Last Saturday, after we'd had a full week to recover from family and friends descending on our house to wish my husband a happy birthday, we finally had a "normal' weekend back to ourselves. All week I was looking forward to a nice, just-the-three-of-us weekend with our usual errands, taking in some college sports, just generally chillaxin' in the chill zone (kudos to those who correctly identified that reference). And then on Thursday night I came down with a shuttering case of the stomach flu. For 24 hours I rotated sleep, trips to the bathroom, chugs of Pedialyte, doses of Tylenol and cupfuls of Pepto. All the while, my superfantastic husband cared for Baby. Saturday morning comes and I'm, thankfully, feeling great. I nurse Baby and decide a family breakfast outing is in order, since my stomach has been completely emptied and is in desperate need of a refill. And THEN what happened? This all sounds innocent enough. Where the hell is this story going, Moleskine Mama? Well, I'll TELL you. After we took in about an hour of a local college sporting event, my husband dropped Baby and me off at home and headed back to watch the rest of the game. I asked if he was going to be gone long, and he nonchalantly said probably not, he'd probably be too tired to stay out long. HOURS tick by. I text him asking him to pick up some dinner on his way home. I ask when I might be expecting food (if this post tells you anything about me, it's that I am ALL ABOUT food...apparently) to be in my stomach. Husband says at least an hour or two. FOR REALZ? This is when my ugly completely-irrational-I-do-everything-because-I'm-the-mom-overlord beast rears its nasty head and I snippily text back, "Don't bother, I'll be in bed by then." Husband doesn't let on that he senses texting tone and just replies, "Sorry." I sullenly wash bottles, yearn for some fast food, but out of principle refuse to eat anything in the house. Because maybe...just MAYBE...the Husband will show up with surprise! Some food, just in case you were still up when I got home! Watch the time click by, get hungrier and hungrier, mentally refuse to eat any food unless it's of the surprise variety, give up, brush teeth, go to bed, pass out of STARVATION.
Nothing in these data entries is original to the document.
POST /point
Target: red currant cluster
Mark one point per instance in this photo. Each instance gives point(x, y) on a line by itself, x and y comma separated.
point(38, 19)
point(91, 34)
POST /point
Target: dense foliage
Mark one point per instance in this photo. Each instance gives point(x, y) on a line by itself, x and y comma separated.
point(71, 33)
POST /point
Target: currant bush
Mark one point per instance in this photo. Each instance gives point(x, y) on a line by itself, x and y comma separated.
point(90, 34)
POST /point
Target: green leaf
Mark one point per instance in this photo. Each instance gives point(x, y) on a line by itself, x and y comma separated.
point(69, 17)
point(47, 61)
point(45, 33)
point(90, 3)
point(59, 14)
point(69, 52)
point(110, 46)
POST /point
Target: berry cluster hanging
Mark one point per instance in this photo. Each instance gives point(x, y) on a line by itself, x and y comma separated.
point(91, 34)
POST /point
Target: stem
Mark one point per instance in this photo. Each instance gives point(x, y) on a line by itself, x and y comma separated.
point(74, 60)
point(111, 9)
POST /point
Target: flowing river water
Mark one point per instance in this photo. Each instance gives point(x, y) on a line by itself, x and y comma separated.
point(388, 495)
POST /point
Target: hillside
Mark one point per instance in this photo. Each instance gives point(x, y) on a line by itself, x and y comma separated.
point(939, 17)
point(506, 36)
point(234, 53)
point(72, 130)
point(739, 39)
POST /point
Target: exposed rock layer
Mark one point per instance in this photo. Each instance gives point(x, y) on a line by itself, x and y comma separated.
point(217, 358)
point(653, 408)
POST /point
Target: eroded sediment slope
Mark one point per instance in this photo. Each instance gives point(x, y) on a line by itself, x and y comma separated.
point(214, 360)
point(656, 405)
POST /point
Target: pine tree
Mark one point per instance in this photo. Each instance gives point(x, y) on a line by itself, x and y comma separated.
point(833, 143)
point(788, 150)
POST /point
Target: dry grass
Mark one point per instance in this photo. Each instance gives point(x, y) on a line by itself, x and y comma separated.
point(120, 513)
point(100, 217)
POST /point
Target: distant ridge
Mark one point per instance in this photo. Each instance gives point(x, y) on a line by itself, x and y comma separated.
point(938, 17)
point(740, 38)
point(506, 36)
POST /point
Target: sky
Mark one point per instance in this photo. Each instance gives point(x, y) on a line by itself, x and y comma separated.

Sunday morning comes, and while I, empty stomached and cranky, am changing Baby, Husband cheerily strolls in and asks what our plans are for the day. Ugly completely-irrational-I-do-everything-because-I'm-the-mom-overlord beast surfaces and I snap, "I'M doing whatever I feel like doing for hours at a time while YOU watch the Baby." He innocently asks what that might entail, and I grumpily mumble something about whatever I damn well feel like, who cares. Who knew when he walked into the nursery that he was going to face my passive-aggressive wrath? The poor guy would have been much better prepared had he come bursting in with a pitchfork and torch.
Fast-forward to an almost-silent car ride to church, numerous compliments on how beautiful our baby is, me putting on a smile because that's what you do, and sitting down for our very first New Member Class. Where I am schooled in a good 'ole fashioned MAJOR Catholic guilt-fest. Father J talks about open communication, about how humans really at a basic level just need to speak and to be heard. And an instant sensation of mighty, mighty guilt piles on to me.
Really, people, what freaking bug crawled up my butt that I needed to be so nasty to my husband? AFTER HE CARED FOR ME AND THE BABY WHILE I WAS SICK. Commence self-hatred. I'd like to think I would have had this revelation regardless of church attendance (Right? I'm capable of these things...).
After my cloud of unworthiness lifted, I realized that sometimes we just have freaking bugs crawl up our butts. Sometimes we just have DAYS. I just wish there was a way to arm my husband with that pitchfork and torch before I drop the passive-aggressive-snippy-ugly-mood bomb on him.
So here, here, husbands all over the world. And life partners and spouses in general. You put up with a lot of crap (not including the literal crap your sweet babies produce), and I can't thank you enough for your patience, understanding and willingness to chock it up to just a teensy bit of crazy. The teensiest teensy bit.